Performance Enhancement of Octree Mapping


Key Resolution

Although the sparse octree does not allocate every node of the tree in memory, for unique identification of voxels I have been using Morton Codes to identify them.. Here is an example code:
1 001 010 111
The code starts with a leading 1 to identify the length of the code, and thus the depth in the tree. After that, the code is made up of a series of 3-bit tuples that indicate a high or low value on the binary split of the x, y, and z dimensions respectively.

Using a 32-bit integer, this can represent 10 levels of depth in the tree.
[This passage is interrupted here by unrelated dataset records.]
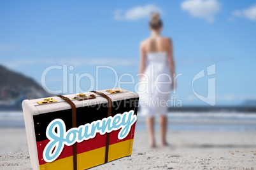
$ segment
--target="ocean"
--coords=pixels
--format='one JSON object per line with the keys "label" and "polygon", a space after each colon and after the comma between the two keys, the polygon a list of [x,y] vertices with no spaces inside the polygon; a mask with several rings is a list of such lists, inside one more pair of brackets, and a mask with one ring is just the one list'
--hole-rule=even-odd
{"label": "ocean", "polygon": [[[156,130],[159,129],[158,117]],[[23,112],[0,112],[0,128],[24,128]],[[145,117],[138,113],[136,129],[146,129]],[[170,112],[169,131],[256,131],[256,112]]]}

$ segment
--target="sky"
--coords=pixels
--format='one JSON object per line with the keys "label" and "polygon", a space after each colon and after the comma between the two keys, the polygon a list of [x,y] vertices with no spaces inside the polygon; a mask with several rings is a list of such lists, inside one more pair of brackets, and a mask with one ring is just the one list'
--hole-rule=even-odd
{"label": "sky", "polygon": [[[64,94],[78,85],[84,91],[110,89],[117,79],[135,91],[139,46],[150,36],[152,11],[160,13],[162,34],[172,39],[181,75],[174,100],[209,105],[200,95],[216,105],[238,105],[256,100],[255,1],[0,1],[0,64],[41,84],[43,77],[48,89]],[[59,69],[45,74],[49,67]],[[201,70],[205,76],[193,82]]]}

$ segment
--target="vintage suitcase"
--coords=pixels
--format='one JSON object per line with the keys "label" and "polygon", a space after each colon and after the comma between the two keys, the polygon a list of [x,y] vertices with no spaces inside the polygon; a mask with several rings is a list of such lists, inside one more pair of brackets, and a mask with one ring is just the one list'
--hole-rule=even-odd
{"label": "vintage suitcase", "polygon": [[33,169],[85,169],[131,155],[138,101],[120,88],[24,100]]}

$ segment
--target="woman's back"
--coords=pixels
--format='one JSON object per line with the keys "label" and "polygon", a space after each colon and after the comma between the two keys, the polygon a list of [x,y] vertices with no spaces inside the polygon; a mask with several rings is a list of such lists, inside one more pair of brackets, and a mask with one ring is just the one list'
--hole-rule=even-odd
{"label": "woman's back", "polygon": [[160,36],[151,36],[143,41],[141,47],[146,53],[167,52],[170,39]]}

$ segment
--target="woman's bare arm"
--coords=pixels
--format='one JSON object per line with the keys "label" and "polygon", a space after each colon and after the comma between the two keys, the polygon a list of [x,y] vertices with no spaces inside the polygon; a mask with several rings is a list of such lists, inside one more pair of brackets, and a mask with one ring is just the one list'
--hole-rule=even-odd
{"label": "woman's bare arm", "polygon": [[169,67],[171,70],[171,77],[173,81],[173,89],[176,88],[176,80],[175,80],[175,64],[174,60],[173,59],[173,43],[171,39],[168,38],[168,65]]}
{"label": "woman's bare arm", "polygon": [[143,74],[145,70],[145,64],[146,64],[146,51],[145,51],[143,47],[143,43],[141,43],[141,46],[139,47],[139,53],[141,61],[139,64],[139,74]]}

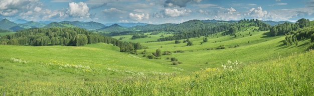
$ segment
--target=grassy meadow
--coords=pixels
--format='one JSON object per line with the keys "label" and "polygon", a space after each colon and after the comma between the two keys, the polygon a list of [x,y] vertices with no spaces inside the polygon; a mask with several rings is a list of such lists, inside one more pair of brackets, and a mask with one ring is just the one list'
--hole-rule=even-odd
{"label": "grassy meadow", "polygon": [[[6,96],[310,96],[314,51],[309,39],[284,46],[284,36],[240,30],[237,37],[190,38],[193,46],[156,40],[161,34],[122,41],[148,47],[138,55],[99,43],[82,46],[0,45],[0,92]],[[146,33],[149,34],[149,33]],[[172,34],[164,34],[167,36]],[[226,48],[216,49],[221,45]],[[238,47],[234,47],[238,45]],[[143,57],[172,52],[161,59]],[[184,52],[175,53],[176,50]],[[166,59],[183,62],[172,65]]]}

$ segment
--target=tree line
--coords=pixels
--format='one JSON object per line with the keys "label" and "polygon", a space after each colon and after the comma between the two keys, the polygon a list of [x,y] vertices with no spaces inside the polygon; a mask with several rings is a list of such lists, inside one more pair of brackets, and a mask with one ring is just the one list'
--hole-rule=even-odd
{"label": "tree line", "polygon": [[105,42],[120,48],[121,52],[132,52],[142,48],[139,43],[122,42],[111,37],[89,32],[79,28],[33,28],[18,30],[0,38],[2,44],[17,46],[82,46]]}
{"label": "tree line", "polygon": [[[309,26],[310,26],[310,24],[309,20],[301,18],[296,21],[296,23],[292,24],[286,22],[273,26],[270,28],[270,32],[271,36],[284,35],[299,28]],[[290,33],[290,34],[292,34],[292,33]]]}

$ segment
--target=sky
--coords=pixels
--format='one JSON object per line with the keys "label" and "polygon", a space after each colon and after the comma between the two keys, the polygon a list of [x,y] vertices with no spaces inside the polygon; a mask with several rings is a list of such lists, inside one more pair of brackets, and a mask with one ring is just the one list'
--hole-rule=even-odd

However, this is insufficient for mapping with a Kinect camera. The Kinect has a range of 1-10 meters in depth resolution, and doing a back of the envelope calculation for the horizontal resolution (480 pixels, 5m range, 43 degree field of view) shows that the camera will typically provide sub-centimeter resolution. A 10 meter edge volume can only achieve 1 cm resolution using 10 levels of depth. Therefore, I have transitioned to representing these keys with long integers (64-bit), which could represent more than kilometers of volume at millimeter precision, if needed.

Here is a look at the enhanced resolution that can now be achieved. The first is an older image using ~2.5 cm resolution, and the second is enhanced to 4 mm resolution. This level of detail adequately captures the data provided by the Kinect camera.



 
Key Sorting

Another modification that I made to use of these keys is the ordering of the 3-bit tuples. Originally, I found it very useful to represent the octree keys using the most significant tuple on the farthest to the right. The value was that the octree is almost always traversed starting from the root node. The child node from the root could be obtained using the key by performing a bitwise-AND with 0x7. For the next depth, the key could be modified with a shift right by 3 bits and repeating the same process. Max depth of the key is reached when the remaining code is 1.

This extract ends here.